On fera une traduction schématique de cette similitude en mettant
en valeur d’abord le jeu normal des institutions dans les grandes
démocraties comme les Etats-Unis d’Amérique, la Grande Bretagne ou
la France (§1), et ensuite les particularités propres au contexte africain
(§2).
§1. La traduction schématique du jeu normal des institutions :
cas
des grandes démocraties
La figure (a) de l’annexe 1 montre que le pouvoir politique
représenté par la flèche mobile appliquée au centre du demi-cadran,
peut osciller à gauche et à droite, en restant toutefois confinée à
l’intérieur des limites d’une amplitude maximale.
Les crises politiques dues à la baisse de popularité, aux menaces
des motions de censure, des procédures " d’empeachment" et autre, ne
dégénère presque jamais en crise de régime (la crise de régime pouvant
être le prélude à une révolution).

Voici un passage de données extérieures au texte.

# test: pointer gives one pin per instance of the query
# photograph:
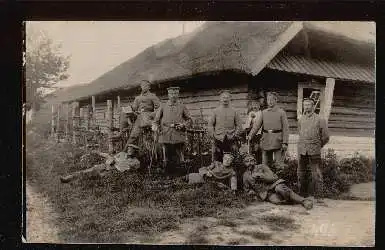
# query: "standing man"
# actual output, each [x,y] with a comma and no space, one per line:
[253,114]
[275,132]
[313,135]
[145,105]
[172,120]
[224,127]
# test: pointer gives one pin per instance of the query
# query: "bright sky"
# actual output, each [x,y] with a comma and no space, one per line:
[96,47]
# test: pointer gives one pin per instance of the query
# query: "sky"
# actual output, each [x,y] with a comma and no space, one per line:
[96,47]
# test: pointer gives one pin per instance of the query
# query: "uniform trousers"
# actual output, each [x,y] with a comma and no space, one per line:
[309,175]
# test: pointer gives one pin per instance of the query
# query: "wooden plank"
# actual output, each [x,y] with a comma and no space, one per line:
[110,125]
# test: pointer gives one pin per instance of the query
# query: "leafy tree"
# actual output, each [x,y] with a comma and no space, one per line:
[45,66]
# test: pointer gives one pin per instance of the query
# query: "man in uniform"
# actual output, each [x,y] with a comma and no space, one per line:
[313,135]
[224,127]
[220,172]
[253,114]
[121,162]
[275,132]
[260,180]
[172,119]
[145,105]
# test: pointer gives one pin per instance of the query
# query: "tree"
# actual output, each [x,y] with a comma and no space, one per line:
[44,66]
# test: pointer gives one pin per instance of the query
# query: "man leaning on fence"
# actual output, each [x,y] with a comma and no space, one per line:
[275,132]
[171,120]
[145,105]
[313,135]
[224,128]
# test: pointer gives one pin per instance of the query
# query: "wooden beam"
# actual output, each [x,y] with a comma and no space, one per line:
[328,98]
[75,122]
[58,129]
[53,121]
[110,125]
[299,101]
[67,125]
[281,41]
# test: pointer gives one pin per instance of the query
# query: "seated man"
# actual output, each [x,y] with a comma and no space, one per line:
[218,171]
[123,161]
[261,180]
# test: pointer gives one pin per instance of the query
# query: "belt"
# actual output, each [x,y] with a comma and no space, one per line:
[272,131]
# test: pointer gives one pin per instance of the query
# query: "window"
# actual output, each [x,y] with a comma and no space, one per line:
[313,90]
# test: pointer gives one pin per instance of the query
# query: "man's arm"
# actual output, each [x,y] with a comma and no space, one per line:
[211,124]
[135,104]
[285,128]
[256,126]
[238,124]
[324,131]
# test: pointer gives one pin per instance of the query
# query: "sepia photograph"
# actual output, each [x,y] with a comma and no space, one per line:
[200,132]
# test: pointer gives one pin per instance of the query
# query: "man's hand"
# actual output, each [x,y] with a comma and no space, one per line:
[154,127]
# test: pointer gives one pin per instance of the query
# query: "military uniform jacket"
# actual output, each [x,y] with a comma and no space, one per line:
[272,119]
[224,121]
[313,134]
[261,179]
[145,104]
[168,115]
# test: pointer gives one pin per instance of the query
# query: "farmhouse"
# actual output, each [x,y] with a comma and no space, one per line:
[292,58]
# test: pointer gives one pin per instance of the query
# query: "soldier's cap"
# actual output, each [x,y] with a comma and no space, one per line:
[132,146]
[248,157]
[273,94]
[228,154]
[225,91]
[173,89]
[308,100]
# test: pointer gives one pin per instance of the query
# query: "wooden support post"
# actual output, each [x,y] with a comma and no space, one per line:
[58,128]
[75,122]
[67,125]
[328,98]
[81,117]
[110,124]
[93,111]
[53,121]
[119,109]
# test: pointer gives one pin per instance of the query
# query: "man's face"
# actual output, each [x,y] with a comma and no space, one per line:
[225,99]
[145,87]
[249,162]
[308,106]
[227,160]
[173,96]
[130,151]
[271,100]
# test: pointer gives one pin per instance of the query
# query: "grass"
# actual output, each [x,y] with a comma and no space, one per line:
[120,207]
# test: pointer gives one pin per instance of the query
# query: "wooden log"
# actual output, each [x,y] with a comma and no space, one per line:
[67,121]
[75,122]
[53,121]
[58,128]
[110,126]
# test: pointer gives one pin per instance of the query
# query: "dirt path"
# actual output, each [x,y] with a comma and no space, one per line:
[41,226]
[337,223]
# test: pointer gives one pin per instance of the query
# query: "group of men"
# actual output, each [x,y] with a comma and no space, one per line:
[267,135]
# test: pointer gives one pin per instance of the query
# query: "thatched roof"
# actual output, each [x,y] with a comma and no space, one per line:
[216,46]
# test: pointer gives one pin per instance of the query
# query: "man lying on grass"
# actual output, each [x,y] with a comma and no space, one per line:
[220,172]
[261,180]
[121,162]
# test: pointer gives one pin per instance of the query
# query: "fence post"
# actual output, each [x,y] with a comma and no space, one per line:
[67,125]
[58,129]
[75,122]
[53,121]
[110,125]
[93,110]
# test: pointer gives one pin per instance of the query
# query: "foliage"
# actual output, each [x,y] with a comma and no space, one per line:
[44,66]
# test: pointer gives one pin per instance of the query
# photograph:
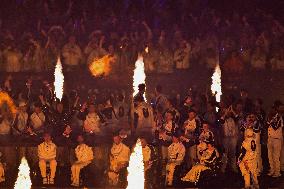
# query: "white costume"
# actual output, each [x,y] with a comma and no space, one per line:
[145,121]
[84,155]
[47,153]
[176,153]
[119,159]
[230,138]
[207,160]
[247,160]
[275,140]
[190,127]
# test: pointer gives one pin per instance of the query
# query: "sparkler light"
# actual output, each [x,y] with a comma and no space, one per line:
[23,180]
[216,87]
[139,76]
[101,67]
[135,169]
[59,80]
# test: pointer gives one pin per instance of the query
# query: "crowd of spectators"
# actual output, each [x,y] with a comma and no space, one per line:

On interprète cet état de choses en
disant que le pouvoir est en équilibre stable.
§2.La traduction schématique des particularités du pouvoir
dans
le contexte africain.
Comme le montre (b) de la même annexe, il peut arriver que les
soubresauts du pouvoir atteignent et dépassent même l’amplitude
maximale permise. Il se produit alors inévitablement, voire
automatiquement un coup d’Etat militaire. On constate dans ce cas que
les crises politiques engendrent facilement des crises de régime. Car, le
coup d’Etat militaire qui renverse le régime politique existant, ne survient
que lorsque l’inacceptable se produit.
Ce que l’on est convenu d’appeler l’inacceptable dans ce mémoire,
résume toutes les situations d’impasse politique caractérisées par la
persistance de la personnalisation et de la concentration du pouvoir, du
défaut d’alternance, des fraudes électorales à grande échelle, du non
respect de l’Etat de droit, de la prévarication, de la corruption, etc.,
comme on le verra dans le chapitre suivant.